Communications in Mathematical Sciences

Volume 15 (2017)

Number 3

A time integration method of approximate fundamental solutions for nonlinear Poisson-type boundary value problems

Pages: 693 – 710

DOI: https://dx.doi.org/10.4310/CMS.2017.v15.n3.a6

Authors

Corey Jones (Department of Mathematics, Jones County Junior College, Ellisville, Mississippi, U.S.A.)
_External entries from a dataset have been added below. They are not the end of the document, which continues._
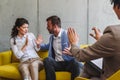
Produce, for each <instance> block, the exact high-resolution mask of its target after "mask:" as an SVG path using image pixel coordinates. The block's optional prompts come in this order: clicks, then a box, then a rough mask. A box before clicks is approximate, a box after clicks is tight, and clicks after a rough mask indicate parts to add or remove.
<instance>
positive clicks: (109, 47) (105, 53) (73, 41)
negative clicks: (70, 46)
mask: <svg viewBox="0 0 120 80" xmlns="http://www.w3.org/2000/svg"><path fill="white" fill-rule="evenodd" d="M111 3H112V4H113V10H114V11H115V13H116V15H117V16H118V19H120V0H111ZM68 38H69V41H70V44H71V48H70V52H71V53H66V54H69V55H71V56H74V57H75V58H76V59H77V60H78V61H89V60H93V59H97V58H101V57H102V58H103V68H102V73H101V76H100V77H99V79H100V80H106V79H107V78H108V77H110V76H111V75H112V74H114V73H115V72H116V71H117V70H119V69H120V25H111V26H108V27H107V28H106V29H105V30H104V32H103V35H102V36H101V37H100V39H98V40H97V42H95V43H94V44H93V45H91V46H89V47H87V48H85V49H79V47H77V46H76V43H77V42H78V36H77V34H76V32H75V30H74V29H73V28H68ZM91 73H92V71H91ZM86 77H87V76H86ZM89 78H90V77H89ZM92 80H93V79H92Z"/></svg>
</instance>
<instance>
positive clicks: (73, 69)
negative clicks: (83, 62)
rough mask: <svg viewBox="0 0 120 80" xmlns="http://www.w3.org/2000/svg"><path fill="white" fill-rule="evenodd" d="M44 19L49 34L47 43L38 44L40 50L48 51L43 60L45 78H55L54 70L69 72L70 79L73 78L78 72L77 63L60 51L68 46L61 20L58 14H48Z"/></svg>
mask: <svg viewBox="0 0 120 80" xmlns="http://www.w3.org/2000/svg"><path fill="white" fill-rule="evenodd" d="M46 21H47V29H48V31H49V33H50V34H51V36H50V38H49V43H48V44H40V49H41V50H48V52H49V55H48V58H46V59H45V60H44V67H45V72H46V80H56V76H55V71H68V72H71V80H74V78H75V77H77V76H78V75H79V73H80V67H79V63H78V62H77V61H76V60H75V58H74V57H71V56H69V55H66V54H63V52H62V51H63V50H64V49H65V47H68V46H69V41H68V37H67V32H66V30H64V29H62V28H61V20H60V18H59V17H58V16H50V17H48V18H47V19H46ZM40 40H41V39H40ZM61 77H63V76H61Z"/></svg>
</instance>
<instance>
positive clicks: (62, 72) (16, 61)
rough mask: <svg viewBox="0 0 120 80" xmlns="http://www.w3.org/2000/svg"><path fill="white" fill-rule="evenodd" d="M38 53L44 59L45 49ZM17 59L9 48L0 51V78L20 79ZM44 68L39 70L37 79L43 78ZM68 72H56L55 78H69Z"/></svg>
mask: <svg viewBox="0 0 120 80" xmlns="http://www.w3.org/2000/svg"><path fill="white" fill-rule="evenodd" d="M38 55H39V56H40V57H41V58H42V59H44V58H46V57H47V56H48V52H47V51H39V52H38ZM18 64H19V60H18V59H17V58H16V57H15V56H14V54H13V53H12V51H11V50H8V51H3V52H0V80H21V75H20V73H19V71H18ZM45 77H46V76H45V71H44V69H43V70H41V71H40V72H39V80H45ZM70 79H71V73H70V72H64V71H63V72H56V80H70Z"/></svg>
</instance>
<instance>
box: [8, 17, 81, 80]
mask: <svg viewBox="0 0 120 80" xmlns="http://www.w3.org/2000/svg"><path fill="white" fill-rule="evenodd" d="M28 25H29V23H28V21H27V20H26V19H24V18H17V19H16V22H15V25H14V26H13V28H12V32H11V40H10V43H11V48H12V51H13V53H14V54H15V56H16V57H17V58H18V59H19V60H20V64H19V71H20V73H21V75H22V78H23V80H38V71H39V70H41V69H42V68H43V66H44V68H45V72H46V80H56V76H55V71H68V72H71V80H74V78H75V77H77V76H78V75H79V73H80V66H82V64H81V63H78V62H77V61H76V60H75V59H74V58H73V57H72V56H70V55H66V54H63V50H64V49H65V48H66V47H68V46H69V40H68V37H67V32H66V31H65V30H64V29H62V28H61V20H60V18H59V17H57V16H50V17H48V18H47V29H48V31H49V33H50V34H51V36H50V39H49V43H48V44H43V43H42V41H43V40H42V37H41V36H40V35H39V36H38V37H37V39H36V38H35V36H34V35H33V34H32V33H29V32H28ZM39 50H48V52H49V54H48V58H46V59H45V60H44V61H43V62H42V60H41V58H40V57H39V56H38V55H37V53H36V51H39Z"/></svg>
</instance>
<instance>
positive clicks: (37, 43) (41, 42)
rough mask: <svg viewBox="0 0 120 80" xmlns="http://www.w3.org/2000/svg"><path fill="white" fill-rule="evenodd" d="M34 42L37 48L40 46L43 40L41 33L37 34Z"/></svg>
mask: <svg viewBox="0 0 120 80" xmlns="http://www.w3.org/2000/svg"><path fill="white" fill-rule="evenodd" d="M35 42H36V44H37V47H38V48H39V47H40V44H41V43H42V42H43V38H42V36H41V35H38V37H37V38H36V40H35Z"/></svg>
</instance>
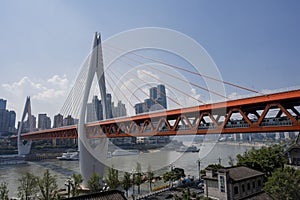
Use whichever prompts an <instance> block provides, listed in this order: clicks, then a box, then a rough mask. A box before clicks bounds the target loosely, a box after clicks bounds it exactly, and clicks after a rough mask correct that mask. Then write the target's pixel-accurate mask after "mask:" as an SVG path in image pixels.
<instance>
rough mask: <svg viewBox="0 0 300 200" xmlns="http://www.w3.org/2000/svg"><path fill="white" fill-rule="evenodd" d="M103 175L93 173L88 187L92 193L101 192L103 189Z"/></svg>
mask: <svg viewBox="0 0 300 200" xmlns="http://www.w3.org/2000/svg"><path fill="white" fill-rule="evenodd" d="M100 181H101V177H100V175H99V174H97V173H93V174H92V176H91V177H90V179H89V180H88V188H89V189H90V192H91V193H95V192H99V191H100V190H101V184H100Z"/></svg>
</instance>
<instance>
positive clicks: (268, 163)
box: [237, 145, 286, 177]
mask: <svg viewBox="0 0 300 200" xmlns="http://www.w3.org/2000/svg"><path fill="white" fill-rule="evenodd" d="M285 163H286V157H285V155H284V153H283V149H282V147H281V146H280V145H273V146H270V147H262V148H261V149H254V148H252V149H251V150H249V151H246V152H245V153H244V154H243V155H240V154H238V155H237V165H238V166H246V167H249V168H252V169H255V170H258V171H261V172H264V173H265V175H266V176H267V177H268V176H271V174H272V172H273V171H274V170H275V169H277V168H283V166H284V164H285Z"/></svg>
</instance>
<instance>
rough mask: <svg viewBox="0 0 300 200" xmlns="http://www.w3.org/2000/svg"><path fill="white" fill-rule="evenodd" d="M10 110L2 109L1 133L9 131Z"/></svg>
mask: <svg viewBox="0 0 300 200" xmlns="http://www.w3.org/2000/svg"><path fill="white" fill-rule="evenodd" d="M9 117H10V116H9V111H8V110H5V109H0V133H1V132H2V133H3V132H8V129H9V119H10V118H9Z"/></svg>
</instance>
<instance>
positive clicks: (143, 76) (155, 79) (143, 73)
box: [137, 69, 159, 82]
mask: <svg viewBox="0 0 300 200" xmlns="http://www.w3.org/2000/svg"><path fill="white" fill-rule="evenodd" d="M137 76H138V78H139V79H142V80H143V81H145V82H153V81H154V82H157V81H158V80H159V76H157V75H156V74H153V73H152V72H150V71H148V70H144V69H139V70H137Z"/></svg>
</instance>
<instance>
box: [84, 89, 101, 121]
mask: <svg viewBox="0 0 300 200" xmlns="http://www.w3.org/2000/svg"><path fill="white" fill-rule="evenodd" d="M102 110H103V109H102V103H101V100H99V99H98V96H97V95H95V96H93V99H92V102H91V103H88V104H87V118H86V120H87V122H92V121H98V120H102V119H103V111H102Z"/></svg>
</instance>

Haiyan Tian (Department of Mathematics, University of Southern Mississippi, Hattiesburg, Ms., U.S.A.)

Abstract

A time-dependent method is coupled with the method of approximate particular solutions (MAPS) and the method of approximate fundamental solutions (MAFS) of Delta-shaped basis functions to solve a nonlinear Poisson-type boundary value problem on an irregular shaped domain. The problem is first converted into a sequence of time-dependent nonhomogeneous modified Helmholtz boundary value problems through a fictitious time integration method. Then the superposition principle is applied to split the numerical solution at each time step into an approximate particular solution and a homogeneous solution. A Delta-shaped basis function is used to provide an approximation of the source function at each time step. This allows for an easy derivation of an approximate particular solution. The corresponding homogeneous boundary value problem is solved using MAFS, and also with the method of fundamental solutions (MFS) for comparison purposes. Numerical results support the accuracy and validity of this computational method.

Keywords

fictitious time, nonlinear Poisson-type equations, Delta-shaped basis, modified Helmholtz equation, approximate particular solutions, approximate fundamental solutions

2010 Mathematics Subject Classification

65N35, 65N80

Published 24 February 2017